L’une des plus grande qualité de Loveless était son refus de jouer du temps : tout était espace dans ce son si vaste, si imposant. Les drones et les répétitions, traditionnellement outils temporels parce qu’ils trouvent leur sens dans la durée ne servaient dans cet album qu’à l’effacement de toute notion de temps. Ces morceaux auraient pu durer une ou dix minutes, peu importe, on ne saurait le dire à la sortie. Maps donc porte un nom qui convient parfaitement à un héritier des Irlandais : ce son qu’il emprunte convient parfaitement à l’évocation de paysages, de grands espaces. Mais quiconque a encore un globe terrestre sur lequel apparaît l’URSS (j’en connais) ou a récemment profité des soldes sur toutes les cartes du système solaire qui incluait encore Pluton sait qu’une carte n’est jamais que le produit éphémère de son temps. Maps donc induit dans ce son un élément indissociable de toute véritable pop : la dynamique.
Couplet/refrain/couplet, envolées, intro, pont… : tous ces signifiants pop ont en commun la recherche de dynamique, de variété, de changement dans la chanson, parce qu’il faut en donner beaucoup et vite dans un single de trois minutes. James Chapman, l’homme derrière Maps, l’a compris et toute l’originalité de sa démarche tient dans cet apport du temps dans une musique fondamentalement spatiale.
Ce n’est pas pourtant qu’il ait renoncé aux drones et aux répétitions, ces deux éléments essentiels de la musique expérimentale des cinquante dernières années. "So Low So High", le titre d’ouverture, sonne dans ses premières secondes comme "Soon" avant l’arrivée d’un riff théâtral de cordes synthétiques qui, pour pop qu’il soit, se répétera avec une insistance et une pugnacité digne de Ségolène Royal débattant avec Nicolas Sarkozy. Ailleurs comme sur "Liquid Sugar" ou "To The Sky" c’est un sample d’instrument acoustique qui se répète pour donner sa dynamique à la chanson. Bien sûr, la sauce ne prend cependant pas toujours, notamment dans "Glory Verse", ballade saccharinée où les synthés ne sont plus que des violons pas chers et où géographiquement on est beaucoup trop proche de James Blunt.

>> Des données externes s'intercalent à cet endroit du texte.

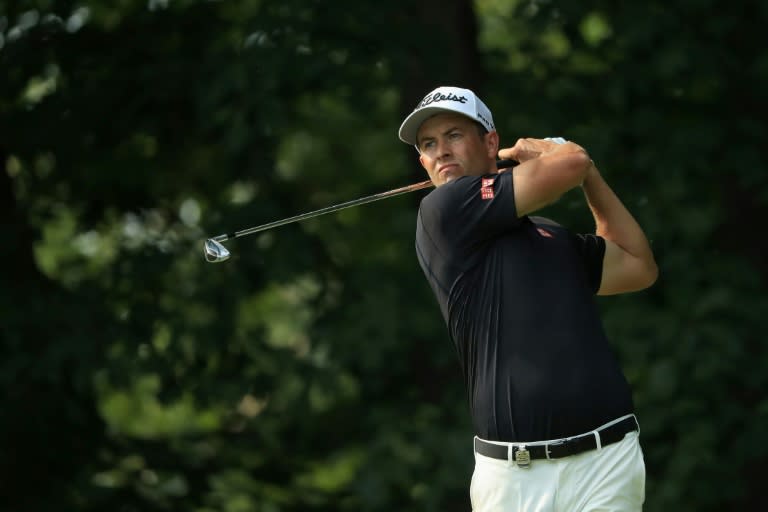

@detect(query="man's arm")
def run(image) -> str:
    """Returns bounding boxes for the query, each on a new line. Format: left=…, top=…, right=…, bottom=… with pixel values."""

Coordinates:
left=582, top=163, right=659, bottom=295
left=499, top=139, right=591, bottom=217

Il y a cependant plus dans ce disque que le son de My Bloody Valentine passé à la moulinette pop. Il y a aussi l’électro charnelle et analogique de Four Tet ou de l’electronica à la Boards of Canada dans son son. Et puis, puisque ce sont des chansons, de la pop, il faut bien parler d’autre chose que du son : Chapman a l’art de faire passer pour intimiste avec sa petite voix cachée sous des couches de filtres ce qui s’avère en fait être une pop orchestrale, pleine de grands gestes théâtraux et d’émotions fortes. On pense un peu aux Stars et à Depeche Mode et puis, parce que James Chapman est un peu plus que l’accumulation de ses influences, on pense beaucoup à Maps.